From the Collection: The Raising of Lazarus

August 24, 2015

Throughout his life, Rembrandt treated the stories and parables of the Old and New Testaments in accessible, familiar images. Because the Dutch Reformed Calvinism of his time forbade religious art in churches, public commissions for paintings of biblical subjects were virtually nonexistent, but an enthusiastic private patronage for them thrived, which helps account for the preponderance of religious subjects in Rembrandt’s work. The Raising of Lazarus is Rembrandt’s only painting of this miracle marking the culmination of Christ’s ministry, but he also made drawings and etchings of the same subject. Christ’s divine and human nature is revealed as he stands in the cave where Lazarus was buried, his hand raised to perform the miracle, his face filled with apprehension and triumph. Rembrandt interprets Lazarus’s rising not only in direct correspondence with Christ’s forceful gesture but also in response to the divine power it has unleashed by evoking faith.
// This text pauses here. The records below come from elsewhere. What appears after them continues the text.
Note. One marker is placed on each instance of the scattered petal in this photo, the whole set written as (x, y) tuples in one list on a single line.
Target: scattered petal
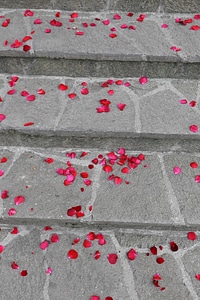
[(12, 212), (19, 200), (44, 245), (72, 254), (24, 273), (121, 106), (54, 238), (63, 87), (160, 260), (132, 254), (194, 128), (143, 80), (192, 236), (177, 170), (30, 97), (97, 255), (194, 165), (112, 258), (15, 231), (2, 248), (14, 266), (49, 160), (29, 124), (173, 246), (2, 117), (154, 250)]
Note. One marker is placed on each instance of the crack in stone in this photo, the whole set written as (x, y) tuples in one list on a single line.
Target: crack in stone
[(173, 202), (127, 272)]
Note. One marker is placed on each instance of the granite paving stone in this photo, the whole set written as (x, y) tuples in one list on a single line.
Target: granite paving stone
[(152, 109), (147, 42), (150, 194)]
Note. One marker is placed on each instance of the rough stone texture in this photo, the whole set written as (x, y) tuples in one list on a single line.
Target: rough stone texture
[(181, 6), (83, 277), (150, 194), (152, 110), (149, 42)]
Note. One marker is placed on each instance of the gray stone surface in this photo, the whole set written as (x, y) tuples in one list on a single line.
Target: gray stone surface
[(149, 42), (150, 195), (83, 277), (152, 110), (181, 6)]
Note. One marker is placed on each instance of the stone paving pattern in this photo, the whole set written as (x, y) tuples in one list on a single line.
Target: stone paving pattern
[(152, 109), (169, 6), (150, 194), (149, 42), (85, 276)]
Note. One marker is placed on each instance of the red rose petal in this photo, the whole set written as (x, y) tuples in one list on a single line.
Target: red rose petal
[(12, 212), (15, 231), (24, 273), (49, 160), (194, 165), (26, 48), (72, 254), (154, 250), (112, 258), (19, 200), (87, 244), (177, 170), (132, 254), (41, 92), (63, 87), (84, 91), (94, 297), (173, 246), (97, 255), (29, 124), (160, 260), (84, 174), (2, 248), (143, 80), (197, 276), (192, 236), (121, 106), (194, 128), (54, 238), (14, 266), (44, 245), (2, 117), (30, 97)]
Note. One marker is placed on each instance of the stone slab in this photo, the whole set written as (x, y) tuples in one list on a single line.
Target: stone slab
[(181, 6), (149, 42), (149, 195), (86, 276), (153, 110)]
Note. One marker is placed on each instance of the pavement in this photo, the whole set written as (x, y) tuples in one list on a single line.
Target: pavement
[(99, 150)]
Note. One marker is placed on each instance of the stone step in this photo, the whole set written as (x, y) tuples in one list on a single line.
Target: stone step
[(136, 49), (146, 190), (53, 275), (167, 6), (74, 117)]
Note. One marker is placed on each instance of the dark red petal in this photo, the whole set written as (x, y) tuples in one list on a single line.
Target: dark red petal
[(173, 246), (160, 260), (112, 258), (192, 236), (132, 254), (72, 254)]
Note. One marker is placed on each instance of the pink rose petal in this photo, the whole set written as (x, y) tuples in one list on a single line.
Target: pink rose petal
[(177, 170), (143, 80)]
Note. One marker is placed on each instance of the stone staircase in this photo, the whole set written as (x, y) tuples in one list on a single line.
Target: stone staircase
[(99, 149)]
Around Christ and the tomb huddle the astounded witnesses—among them Mary and Martha, Lazarus’s sisters—whose gestures and expressions record successive states of awareness and awe before what is unfolding. The dramatic darkness of the cave does not obscure the subtle colors—mauve, rose, and aqua—of the costumes or the glinting highlights of the quiver and scabbard hanging at the right.

Acquired by LACMA in 1972, The Raising of Lazarus was the first of many generous gifts of art to come from the Ahmanson family and the Ahmanson Foundation, a steadfast and primary supporter of the museum since its founding. As LACMA celebrates its fiftieth anniversary this year, The Ahmanson Foundation continues its commitment to through a gift of a portrait bust by Giovanni Lorenzo Bernini, the first work by the Italian Baroque master to enter the collection.